OPLS-DA of full-resolution 2D NMR spectra of unlabeled vs [13C-methyl]Met-labeled B16 melanoma tumors. (A) Scores plot showing unlabeled (open circles) and labeled (full circles) tumors. (B) Loading plot of the predictive component (p(Ctr)[1]) displayed in the form of a 2D NMR spectrum with the (0.7–4.4 ppm)×(0–120 ppm) chemical shift range. (C) Correlation plot (p(corr)[1]) displayed in the form of a 2D NMR spectrum with a threshold of +0.50. (D) merging of the previous two plots, allowing to identify cross-peaks with both high loading and high correlation. Inset: (2.86–3.50 ppm)×(28–60 ppm) chemical shift area. Cross-peaks with both high p(Ctr)[1] and high p(corr)[1] are numbered (see Table ).

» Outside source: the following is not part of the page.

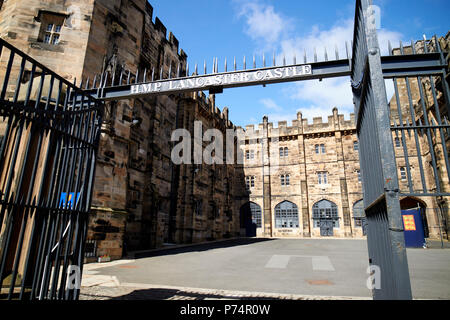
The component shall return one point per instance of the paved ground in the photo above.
(246, 268)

Superposition of parameter maps (Figure D) showed cross-peaks with both high p(Ctr)[1] and high p(corr)[1] that contributed highly to the difference between labeled and unlabeled spectra, including PtC, PC, Cho, CrCH3, Met, and ArgMe2(f) and, unexpectedly, TauCH2S. This cross-peak corresponded to the C1-carbon of Tau, besides the sulfur atom.[26,27] Tau is one of the end-course products of transsulfuration. This prompted us to verify that neither GSH nor pyruvate, two other products of transsulfuration, gave rise to labeled signals. Only noise was observed at the expected spectral positions (2.36×29 and 2.96×28 ppm, respectively). Nevertheless, in 2 of our 12 labeled tumor spectra, we found a quite intense cysteine CH2 cross-peak (corresponding to the C3-carbon) around 3.08×26 ppm (Figure S1), but this cross-peak did not appear in p(Ctr)[1] or p(corr)[1] maps. No signal from the transmethylation product, sarcosine, (2.72×36 ppm) was observed.

Then scores for labeling were calculated in the set of ROIs drawn on full-resolution p(Ctr)[1] and p(corr)[1] maps. Calculated scores of cross-peaks are displayed in Figure B, showing a step in the ranked scores to the left of which we retained cross-peaks with the highest probability to be labeled. These cross-peaks were, in decreasing order, PtC, PC, CrCH3, TauCH2S, Cho, Met, ArgMe2(f), and Met(f).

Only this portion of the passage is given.